大人になって大人のように生きていく。それは、どんな生き方か――周りにいる大人のような生き方だ。少年の目に映る郷の彼らは、概ね善良で、好ましく身近で、それほど振れ幅が大きくない人生に思えた。
それなりに生きて普通にありふれた時間を過ごして無名で死んでいく。そんな未来図が時間と共に濃くなっていく。
少年達の足が外に向いたのはそんな生涯で終わらないという熱が胸に猛り燃えていたからだ。
つまらない、満足しないと魂が叫んでいた。叫ぶ自分が気持ちよかった。まるで特別に思えた。生きるってそういうことなんだろって拳を振り上げた。
『オレは天才だ。オレに敵う奴はいるか? いねえよな!』
右旋は貴重な紙に綴られた書物を読み耽る事が出来たから、他の者よりその分物事を良く知り、算術にも優れていた。栄養がある食べ物も食べられた。武術の先生もいて、それなりに鍛えてもらえた。家名あっての称賛もあったのは間違いないが、よく褒められた。持ち上げて貰えた。文武両道と讃えられた。ふんぞり返り自信満々にオレは特別なんだと吠えて野望を語れば、子分ができた。そして、冒険団を結成して遺跡に挑んだ。
『右旋様、この新月刀は?』
『お前にやるよ。オレの隣に立つんだ。見栄えのイイ武器持たなきゃな』
一の子分に武器を贈り、喜ぶ横顔に破顔した。親友と呼んでやってもいいぞ、と思っていたけれどなかなか伝えるタイミングがないまま。でも、わかっているだろ。
――オレはお前らを気に入ってた。友達だと思ってた。大事な仲間だった。当たり前じゃないか。
互いの目が語っていた。わかりあってた。通じてた。笑いあえて、ふざけ合えた。同じ歩調で歩いて走って、駆ける先も見上げる空も共有してた。
自分達は勇者だ。歴史に名を残すんだ。余人にできない事をやるんだ。この燃える情熱を、若き衝動を抑えきれぬ魂を、全霊で解き放ち限界に挑み、走って戦って綺羅星の如く――逝く瞬間は綺麗じゃなかった。
冒険団は勇敢に挑み、幾多の罠を作動させて、最終的に右旋以外一人残らず全員が死んだ。
あの日、遺跡の外は異様なほど美しい快晴の青空だった。地上の罪過を全て明るみに照らして追い詰めるような眩さだった。

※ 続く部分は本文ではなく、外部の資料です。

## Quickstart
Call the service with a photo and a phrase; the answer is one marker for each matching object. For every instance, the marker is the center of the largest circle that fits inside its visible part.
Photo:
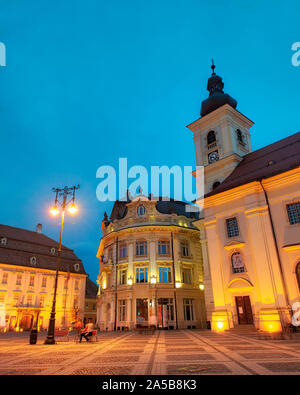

多感な時期だった。自身も重傷を負った右旋は這う這うの体でがちがちに震えてた。心は出鱈目な感情の鍋みたいにぐちゃぐちゃになって、親友の遺体の手から抜き取った新月刀を握りしめ、恐ろしい現実から逃亡した。命からがら帰還して、一切合切の現実を拒絶して家族に守られた。意識を失い、取り戻し泣き喚き、宥められ寝かしつけられ、悪夢と高熱に魘され生死の境を彷徨って――。
乾いた土に新しい雪が潤いを生む。過去は淡々と流れていって、実家の手伝いに勤しむようになって、人が変わったようだと言われるようになった。大人になったのだと傷に蓋をしてもらった。それでいいのだと。塞がれた蓋の下に向き合えば痛みの向こうに錆びれた勇気がまだ燻っているかもしれないのに、心はどうしようもなく折れて涙が火を消してしまうから、だからだから――だから、何と言いたいんだ。オレはもう遺跡もモンスターも怖くてよ。格好悪いが、想像しただけで震えちまう負け犬なんだ。
●その遺跡へ
覇竜領域デザストル。ラサへと繋がる『竜骨の道』を辿ることで亜竜種達の集落へと到達したイレギュラーズ達は、亜竜種達と接触し縁を紡ぐ事に成功し、亜竜種『フリアノン』の里長である珱・琉珂はイレギュラーズ達に提案した。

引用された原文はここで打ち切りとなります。